2 Is er een wettelijk huwelijksvermogenstelsel en zo ja, wat houdt dit in?
2.1. Beschrijf de algemene beginselen: Welke goederen maken deel uit van de gemeenschap van goederen? Welke goederen zijn onderdeel van het privé vermogen van de echtgenoten?
Het wettelijk huwelijksvermogensstelsel is dat van scheiding van goederen. Elke echtgenoot behoudt wat hij/zij in het huwelijk heeft gebracht en wordt enig eigenaar van de goederen die hij/zij tijdens het huwelijk verwerft (§ 1237 Allgemeines Bürgerliches Gesetzbuch, ABGB). Met betrekking tot de beschikking over hun goederen zijn de echtgenoten in principe niet onderworpen aan beperkingen en hoeven zij niet borg te staan voor de schulden van de andere echtgenoot.
2.2. Zijn er wettelijke veronderstellingen met betrekking tot de toekenning van goederen?
Er zijn geen dergelijke juridische veronderstellingen.
2.3. Moeten de echtgenoten een inventaris van de bezittingen opstellen? Zo ja, wanneer en hoe?
Er is geen bepaling in het recht die het opstellen van een inventaris van de activa verplicht stelt.
2.4. Wie is verantwoordelijk voor het beheer van het vermogen? Wie mag goederen vervreemden? Mag één echtgenoot alleen de goederen vervreemden/beheren of is de toestemming van de andere echtgenoot nodig (bijvoorbeeld in geval van vervreemding van echtelijke woning)? Welk effect heeft de ontbrekende toestemming op de geldigheid van een overdracht en op de tegenwerpbaarheid daarvan aan een derde?
In principe kunnen de echtgenoten tijdens het huwelijk vrij over hun eigen vermogen beschikken.
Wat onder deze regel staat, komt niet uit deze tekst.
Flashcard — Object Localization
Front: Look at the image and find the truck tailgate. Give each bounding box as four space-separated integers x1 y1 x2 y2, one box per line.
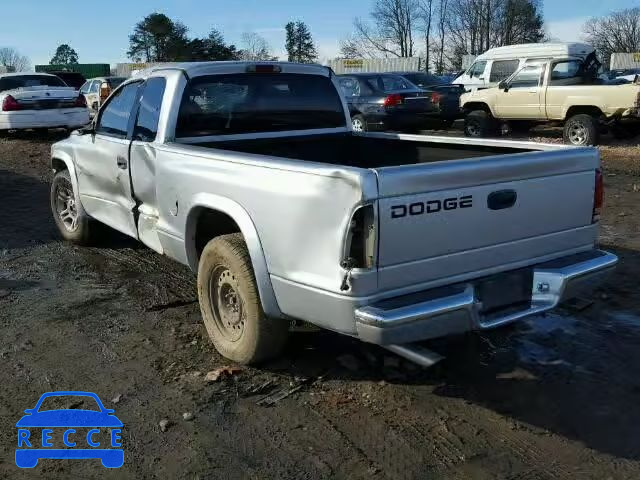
374 147 600 292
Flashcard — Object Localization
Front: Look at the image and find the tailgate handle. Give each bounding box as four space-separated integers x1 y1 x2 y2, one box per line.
488 190 517 210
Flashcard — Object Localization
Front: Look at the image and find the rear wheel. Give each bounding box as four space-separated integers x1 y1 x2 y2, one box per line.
197 233 289 364
464 110 496 138
50 170 95 244
563 114 599 146
351 115 367 133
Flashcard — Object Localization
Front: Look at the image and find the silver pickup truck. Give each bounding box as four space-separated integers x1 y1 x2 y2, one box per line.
49 61 617 366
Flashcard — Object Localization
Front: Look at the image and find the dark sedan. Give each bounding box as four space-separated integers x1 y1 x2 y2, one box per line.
337 73 441 133
391 71 464 127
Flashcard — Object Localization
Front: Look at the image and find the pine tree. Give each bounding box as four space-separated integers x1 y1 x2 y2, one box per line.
285 21 317 63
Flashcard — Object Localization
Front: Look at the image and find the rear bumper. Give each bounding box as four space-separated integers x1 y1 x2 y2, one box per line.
0 109 90 130
354 250 617 345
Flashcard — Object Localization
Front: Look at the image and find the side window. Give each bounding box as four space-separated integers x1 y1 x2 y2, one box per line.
79 81 90 94
489 60 520 83
550 61 582 85
96 82 141 138
339 77 360 97
468 61 487 79
509 65 544 89
381 76 411 91
89 81 100 93
134 78 167 142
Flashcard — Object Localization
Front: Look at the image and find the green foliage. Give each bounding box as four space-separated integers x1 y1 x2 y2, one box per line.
128 13 240 62
285 21 318 63
50 44 78 65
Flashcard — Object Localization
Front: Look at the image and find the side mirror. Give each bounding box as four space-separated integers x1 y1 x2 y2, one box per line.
77 121 96 136
105 409 115 414
24 409 34 414
499 80 509 92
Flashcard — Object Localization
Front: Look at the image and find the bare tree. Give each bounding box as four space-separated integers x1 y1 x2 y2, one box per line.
435 0 449 73
239 32 276 61
583 7 640 68
342 0 420 58
0 47 30 72
444 0 544 69
419 0 435 70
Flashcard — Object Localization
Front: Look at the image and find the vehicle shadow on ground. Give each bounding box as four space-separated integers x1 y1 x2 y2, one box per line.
0 169 58 249
268 245 640 462
0 129 71 143
0 169 140 251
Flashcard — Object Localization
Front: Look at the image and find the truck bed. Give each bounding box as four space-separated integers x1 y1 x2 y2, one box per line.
201 133 534 168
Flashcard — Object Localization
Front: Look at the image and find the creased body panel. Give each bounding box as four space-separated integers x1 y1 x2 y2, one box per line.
154 144 378 294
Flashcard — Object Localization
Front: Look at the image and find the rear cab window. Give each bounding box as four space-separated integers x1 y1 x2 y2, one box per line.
176 73 345 138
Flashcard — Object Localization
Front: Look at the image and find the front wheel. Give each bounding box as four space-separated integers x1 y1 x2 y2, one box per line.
197 233 290 364
464 110 496 138
563 114 599 146
50 170 95 244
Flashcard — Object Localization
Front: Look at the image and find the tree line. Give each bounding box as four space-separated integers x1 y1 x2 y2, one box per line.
340 0 545 73
2 7 640 73
126 13 317 64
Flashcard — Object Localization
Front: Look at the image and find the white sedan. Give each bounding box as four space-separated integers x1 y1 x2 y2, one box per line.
0 73 90 131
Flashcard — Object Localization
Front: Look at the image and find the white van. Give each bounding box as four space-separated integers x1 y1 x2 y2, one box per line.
453 43 595 91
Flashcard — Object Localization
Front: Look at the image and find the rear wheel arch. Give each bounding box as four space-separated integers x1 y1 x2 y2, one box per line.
185 196 282 318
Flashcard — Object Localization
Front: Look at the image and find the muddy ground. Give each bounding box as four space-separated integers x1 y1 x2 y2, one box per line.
1 130 640 479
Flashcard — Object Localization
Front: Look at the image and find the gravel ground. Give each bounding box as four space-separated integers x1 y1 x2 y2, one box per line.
1 131 640 479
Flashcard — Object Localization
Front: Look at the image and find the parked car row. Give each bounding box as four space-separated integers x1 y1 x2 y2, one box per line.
337 72 464 133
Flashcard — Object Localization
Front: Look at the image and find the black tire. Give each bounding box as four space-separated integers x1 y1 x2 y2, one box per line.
197 233 289 365
563 114 599 146
50 170 95 244
351 114 367 133
464 110 496 138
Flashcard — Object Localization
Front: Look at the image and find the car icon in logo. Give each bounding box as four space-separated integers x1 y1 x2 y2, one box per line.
15 391 123 468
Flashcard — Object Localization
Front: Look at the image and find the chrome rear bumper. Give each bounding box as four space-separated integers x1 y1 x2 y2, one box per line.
355 250 618 345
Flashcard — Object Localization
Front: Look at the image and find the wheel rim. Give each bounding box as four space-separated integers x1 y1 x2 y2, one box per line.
352 118 364 132
568 123 587 145
209 266 245 342
466 122 480 137
54 177 79 232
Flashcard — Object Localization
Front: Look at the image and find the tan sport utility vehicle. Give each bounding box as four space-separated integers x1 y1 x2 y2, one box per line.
460 56 640 145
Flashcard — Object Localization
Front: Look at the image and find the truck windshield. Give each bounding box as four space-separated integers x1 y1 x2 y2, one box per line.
0 75 67 92
176 73 346 137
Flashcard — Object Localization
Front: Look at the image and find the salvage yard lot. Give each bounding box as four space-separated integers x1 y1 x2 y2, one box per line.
1 131 640 479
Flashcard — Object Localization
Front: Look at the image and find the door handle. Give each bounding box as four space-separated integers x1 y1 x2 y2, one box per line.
488 190 517 210
116 156 127 170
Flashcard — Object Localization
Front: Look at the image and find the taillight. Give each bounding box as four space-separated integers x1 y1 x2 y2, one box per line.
593 168 603 223
74 95 87 108
246 64 282 73
2 95 21 112
344 205 376 268
431 92 443 104
383 94 403 107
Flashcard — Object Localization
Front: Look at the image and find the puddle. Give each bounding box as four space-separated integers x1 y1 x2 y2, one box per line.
607 311 640 330
514 313 578 367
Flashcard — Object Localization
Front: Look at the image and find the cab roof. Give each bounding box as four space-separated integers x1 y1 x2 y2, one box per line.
132 61 332 80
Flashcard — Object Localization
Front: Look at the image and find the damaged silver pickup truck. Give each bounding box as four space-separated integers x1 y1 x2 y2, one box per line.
50 61 617 366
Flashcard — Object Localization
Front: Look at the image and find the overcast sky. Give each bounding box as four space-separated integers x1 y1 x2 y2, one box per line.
0 0 636 67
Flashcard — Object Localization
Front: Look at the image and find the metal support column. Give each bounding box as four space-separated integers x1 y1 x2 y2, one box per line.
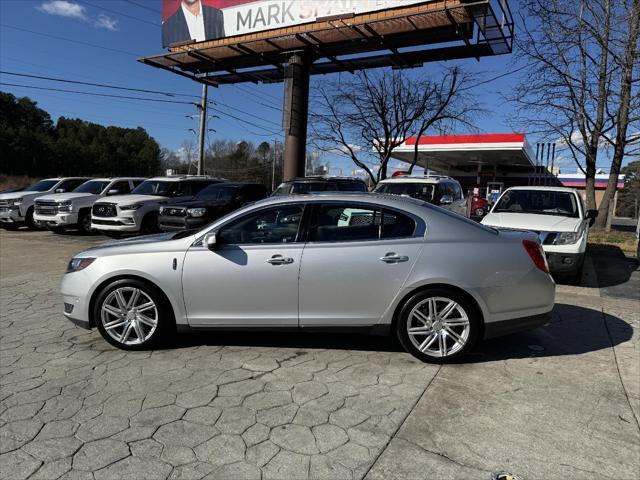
283 51 311 181
197 83 208 175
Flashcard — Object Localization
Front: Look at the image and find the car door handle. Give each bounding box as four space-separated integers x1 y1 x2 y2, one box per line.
380 253 409 263
267 255 294 265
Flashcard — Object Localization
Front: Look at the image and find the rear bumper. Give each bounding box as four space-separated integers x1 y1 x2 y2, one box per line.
484 311 552 339
159 215 206 231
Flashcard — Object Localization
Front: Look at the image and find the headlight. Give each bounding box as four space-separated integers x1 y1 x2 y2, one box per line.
187 208 206 217
8 198 22 206
66 257 95 273
57 200 72 212
554 232 579 245
121 203 143 211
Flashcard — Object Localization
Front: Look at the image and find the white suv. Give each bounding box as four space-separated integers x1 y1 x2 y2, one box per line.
34 178 145 234
91 176 224 238
482 186 598 279
374 175 467 216
0 177 90 230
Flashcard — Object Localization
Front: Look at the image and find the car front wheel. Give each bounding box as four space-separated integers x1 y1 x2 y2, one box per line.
94 279 172 350
397 289 480 363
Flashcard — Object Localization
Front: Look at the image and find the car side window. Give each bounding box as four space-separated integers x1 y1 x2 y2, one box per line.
58 179 86 192
452 183 463 200
434 184 446 203
132 180 144 188
311 204 382 242
381 209 416 238
190 181 213 196
109 181 131 194
217 205 304 245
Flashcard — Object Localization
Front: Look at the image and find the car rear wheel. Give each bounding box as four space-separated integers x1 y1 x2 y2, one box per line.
94 279 173 350
25 207 40 230
396 288 480 363
78 211 94 234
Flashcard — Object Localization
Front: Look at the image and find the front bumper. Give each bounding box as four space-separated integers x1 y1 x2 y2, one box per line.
91 216 140 232
0 207 24 225
484 311 552 339
546 252 584 274
34 212 78 227
159 215 206 231
61 270 93 329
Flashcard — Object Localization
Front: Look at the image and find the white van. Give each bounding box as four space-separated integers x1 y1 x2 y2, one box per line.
482 186 598 279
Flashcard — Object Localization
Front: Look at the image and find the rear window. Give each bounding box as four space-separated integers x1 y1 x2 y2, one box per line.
375 182 434 202
336 181 368 192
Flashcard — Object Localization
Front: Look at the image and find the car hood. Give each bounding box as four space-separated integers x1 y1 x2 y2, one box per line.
0 191 47 201
482 212 581 232
80 232 195 256
164 199 227 209
35 193 96 202
96 194 167 205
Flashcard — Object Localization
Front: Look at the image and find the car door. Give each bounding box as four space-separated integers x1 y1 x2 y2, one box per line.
298 202 425 326
182 203 306 326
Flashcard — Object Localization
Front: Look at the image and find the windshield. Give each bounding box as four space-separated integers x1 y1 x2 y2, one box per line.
291 182 326 194
24 180 58 192
493 190 580 218
131 180 182 197
196 184 238 201
73 180 110 194
375 183 435 202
Zij kunnen hun vrijheid om te beschikken over bepaalde goederen beperken door in te stemmen met een verbod op vervreemding en/of bezwaring ten gunste van de andere echtgenoot (§ 364c ABGB). Dit verbod is tegenstelbaar aan derden door het in het kadaster in te schrijven, zodat voortaan alleen over het betreffende onroerende goed beschikt kan worden met toestemming van de andere echtgenoot.
Wanneer de echtgenoten samen een 'condominium' verwerven in de zin van de WEG (Wohnungseigentumsgesetz), kunnen ze over het condominium en het gebruik daarvan ook alleen samen beschikken (§ 13 lid 4 WEG). Een aandeel in een condominium kan ook alleen gezamenlijk door de echtgenoten beperkt, bezwaard of ten uitvoer worden gelegd. Een vervreemding van een eigendomsaandeel door één echtgenoot moet worden goedgekeurd door de andere echtgenoot. (§ 13 lid 3 WEG) Indien de woning dient om te voldoen aan de dringende huisvestingsbehoeften van minstens één van de echtgenoten, dan is het de andere echtgenoot verboden om tijdens het huwelijk een vordering in te dienen tot beëindiging van de condominiumgemeenschap krachtens § 830 ABGB (§ 13 lid 6 WEG).
Als slechts één echtgenoot het recht heeft over een woning te beschikken die dient om te voldoen aan de dringende huisvestingsbehoefte van de andere echtgenoot, dan is het de eerstgenoemde echtgenoot in het algemeen verboden om over de woning te beschikken ten nadele van de andere echtgenoot (§ 97 ABGB).
2.5. Is een overdracht verricht door de ene echtgenoot ook bindend voor de andere?
In het kader van de zogenaamde Schlüsselgewalt kan de echtgenoot die het huishouden doet en geen inkomen heeft of slechts een laag inkomen heeft, wettelijke dagelijkse transacties verrichten voor de andere echtgenoot die bedoeld zijn voor het huishouden en die niet boven een bepaald niveau uitkomen dat overeenstemt met de levensstandaard van de echtgenoten (§ 96 ABGB). In dat geval wordt alleen de vertegenwoordigde echtgenoot de contracterende partij.
2.6. Wie is aansprakelijk voor de schulden tijdens het huwelijk? Op welke goederen kunnen schuldeisers zich verhalen?
In principe is elke echtgenoot alleen aansprakelijk voor de schulden die hij/zijzelf aangaat. De onder 2.5 beschreven Schlüsselgewalt vormt een uitzondering op deze regel.